For some reason I thought VK750ii had HSS.

The SB700 _does _have beam assist, mistaken there as well.  dunno what I was thinking there.


all-in-all the flash works, it's a nice 3rd remote flash for me.  For primary users I found TTL mode it needs -2/3 otherwise it seems to overexpose a bit.


----------



## Heather Koch

Thanks for the review!  I had boughten this same exact model (maybe you remember my post?) a few months back.  Did a ton of research (this would have helped me tremendously back then) and found it was worth a shot, at only being around $50.  Glad I went with it and love it!

*Side note - (may seem silly as I haven't looked into the question) but since I'm here how do you shut off the sound?


----------



## qleak

I agree thanks for the reviews. I think I may pick one of these up as well. 

I'm still curious about the light color vs the sb700. I've heard that the color of the light can be a common problem with the cheaper speedlights. It's not really an issue if you're only using 1 flash, but I'd want to combine with my sb700


----------



## Graham Smith 51

Thanks for your review. I'm considering buying one of these but I have a couple of questions. Firstly, the photos of the unit show what looks like a socket for an external power supply, but it's obviously non-standard. Have you any idea how it can be used? Secondly, I want to use this as off-camera flash, and will either use a ttl sync cabe or wireless sync. I have seen a Viltrox SC-29 cable and the Yongnuo YN 622N wireless set. What do you think of these for use with this flash?
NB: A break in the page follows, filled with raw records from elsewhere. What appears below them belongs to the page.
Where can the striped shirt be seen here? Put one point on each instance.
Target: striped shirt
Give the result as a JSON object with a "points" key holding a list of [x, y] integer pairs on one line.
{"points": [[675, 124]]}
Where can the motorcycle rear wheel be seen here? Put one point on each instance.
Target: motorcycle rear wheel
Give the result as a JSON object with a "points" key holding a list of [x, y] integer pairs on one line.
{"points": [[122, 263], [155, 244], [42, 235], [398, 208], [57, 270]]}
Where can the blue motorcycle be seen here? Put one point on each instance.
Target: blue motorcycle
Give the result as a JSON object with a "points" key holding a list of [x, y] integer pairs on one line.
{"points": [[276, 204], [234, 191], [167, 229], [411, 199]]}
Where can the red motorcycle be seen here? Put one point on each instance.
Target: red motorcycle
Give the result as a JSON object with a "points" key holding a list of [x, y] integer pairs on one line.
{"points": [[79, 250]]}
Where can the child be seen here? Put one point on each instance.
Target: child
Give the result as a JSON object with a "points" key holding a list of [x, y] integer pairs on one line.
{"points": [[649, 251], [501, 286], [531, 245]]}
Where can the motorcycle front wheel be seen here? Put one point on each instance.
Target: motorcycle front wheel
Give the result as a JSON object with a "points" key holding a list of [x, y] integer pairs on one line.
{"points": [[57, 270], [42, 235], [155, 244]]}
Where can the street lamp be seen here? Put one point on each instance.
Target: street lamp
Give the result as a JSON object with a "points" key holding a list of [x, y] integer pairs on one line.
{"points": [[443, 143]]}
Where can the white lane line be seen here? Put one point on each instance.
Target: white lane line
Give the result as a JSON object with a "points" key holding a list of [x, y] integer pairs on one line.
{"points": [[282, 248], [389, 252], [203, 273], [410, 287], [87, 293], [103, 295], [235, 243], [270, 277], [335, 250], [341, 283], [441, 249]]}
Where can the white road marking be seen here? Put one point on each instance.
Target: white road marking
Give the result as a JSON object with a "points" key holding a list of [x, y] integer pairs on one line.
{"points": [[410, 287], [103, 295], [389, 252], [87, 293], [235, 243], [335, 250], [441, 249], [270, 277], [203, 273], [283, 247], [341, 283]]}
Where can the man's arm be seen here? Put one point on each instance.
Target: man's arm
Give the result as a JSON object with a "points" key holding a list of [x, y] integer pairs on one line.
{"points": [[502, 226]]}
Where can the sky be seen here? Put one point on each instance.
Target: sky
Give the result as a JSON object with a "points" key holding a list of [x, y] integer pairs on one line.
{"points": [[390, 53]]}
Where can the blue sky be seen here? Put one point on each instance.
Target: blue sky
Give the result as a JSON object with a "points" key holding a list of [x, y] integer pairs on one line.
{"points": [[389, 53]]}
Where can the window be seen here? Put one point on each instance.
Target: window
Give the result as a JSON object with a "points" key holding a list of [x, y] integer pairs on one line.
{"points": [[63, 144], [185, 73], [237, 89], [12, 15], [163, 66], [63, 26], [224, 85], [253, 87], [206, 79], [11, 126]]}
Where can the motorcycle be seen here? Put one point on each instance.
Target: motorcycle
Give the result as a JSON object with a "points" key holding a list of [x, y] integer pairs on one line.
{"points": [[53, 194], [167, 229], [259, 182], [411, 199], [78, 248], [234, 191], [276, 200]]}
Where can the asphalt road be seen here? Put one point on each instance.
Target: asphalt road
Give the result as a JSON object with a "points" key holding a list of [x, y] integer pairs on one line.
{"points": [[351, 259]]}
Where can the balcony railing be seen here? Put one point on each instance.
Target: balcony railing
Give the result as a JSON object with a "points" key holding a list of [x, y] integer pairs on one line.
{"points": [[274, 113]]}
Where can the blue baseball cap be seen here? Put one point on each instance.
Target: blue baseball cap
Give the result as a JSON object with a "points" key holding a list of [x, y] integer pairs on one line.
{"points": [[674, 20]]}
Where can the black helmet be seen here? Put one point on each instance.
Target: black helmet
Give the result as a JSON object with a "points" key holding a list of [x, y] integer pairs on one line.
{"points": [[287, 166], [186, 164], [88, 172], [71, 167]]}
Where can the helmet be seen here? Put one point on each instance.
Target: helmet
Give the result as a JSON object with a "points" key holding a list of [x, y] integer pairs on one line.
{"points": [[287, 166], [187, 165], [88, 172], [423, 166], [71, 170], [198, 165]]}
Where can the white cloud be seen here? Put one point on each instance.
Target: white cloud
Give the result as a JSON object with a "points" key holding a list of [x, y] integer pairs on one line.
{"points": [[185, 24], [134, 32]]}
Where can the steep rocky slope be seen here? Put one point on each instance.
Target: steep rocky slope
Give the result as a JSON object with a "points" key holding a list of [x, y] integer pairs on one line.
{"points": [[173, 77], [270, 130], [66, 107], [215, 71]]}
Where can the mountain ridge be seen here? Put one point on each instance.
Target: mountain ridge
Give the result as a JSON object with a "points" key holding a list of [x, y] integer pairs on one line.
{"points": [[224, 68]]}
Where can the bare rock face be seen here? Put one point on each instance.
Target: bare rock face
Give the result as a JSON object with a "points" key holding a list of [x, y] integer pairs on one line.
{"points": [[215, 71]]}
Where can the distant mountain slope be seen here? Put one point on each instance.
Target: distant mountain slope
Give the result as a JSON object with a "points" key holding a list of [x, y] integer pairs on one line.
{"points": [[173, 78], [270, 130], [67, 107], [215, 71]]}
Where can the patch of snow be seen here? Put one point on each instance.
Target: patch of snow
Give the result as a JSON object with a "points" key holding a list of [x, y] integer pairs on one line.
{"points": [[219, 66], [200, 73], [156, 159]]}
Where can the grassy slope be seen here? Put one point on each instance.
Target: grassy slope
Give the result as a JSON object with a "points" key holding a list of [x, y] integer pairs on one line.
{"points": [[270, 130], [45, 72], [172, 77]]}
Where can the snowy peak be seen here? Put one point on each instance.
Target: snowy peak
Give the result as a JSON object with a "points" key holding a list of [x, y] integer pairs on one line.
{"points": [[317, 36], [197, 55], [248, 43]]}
Anyone got any answers?


----------



## Braineack

like i said in my post I was using the YN622N so...


pretty sure the charging port is the same as the SB-900.


----------



## astroNikon

Graham Smith 51 said:


> Thanks for your review. I'm considering buying one of these but I have a couple of questions. Firstly, the photos of the unit show what looks like a socket for an external power supply, but it's obviously non-standard. Have you any idea how it can be used? Secondly, I want to use this as off-camera flash, and will either use a ttl sync cabe or wireless sync. I have seen a Viltrox SC-29 cable and the Yongnuo YN 622N wireless set. What do you think of these for use with this flash? Anyone got any answers?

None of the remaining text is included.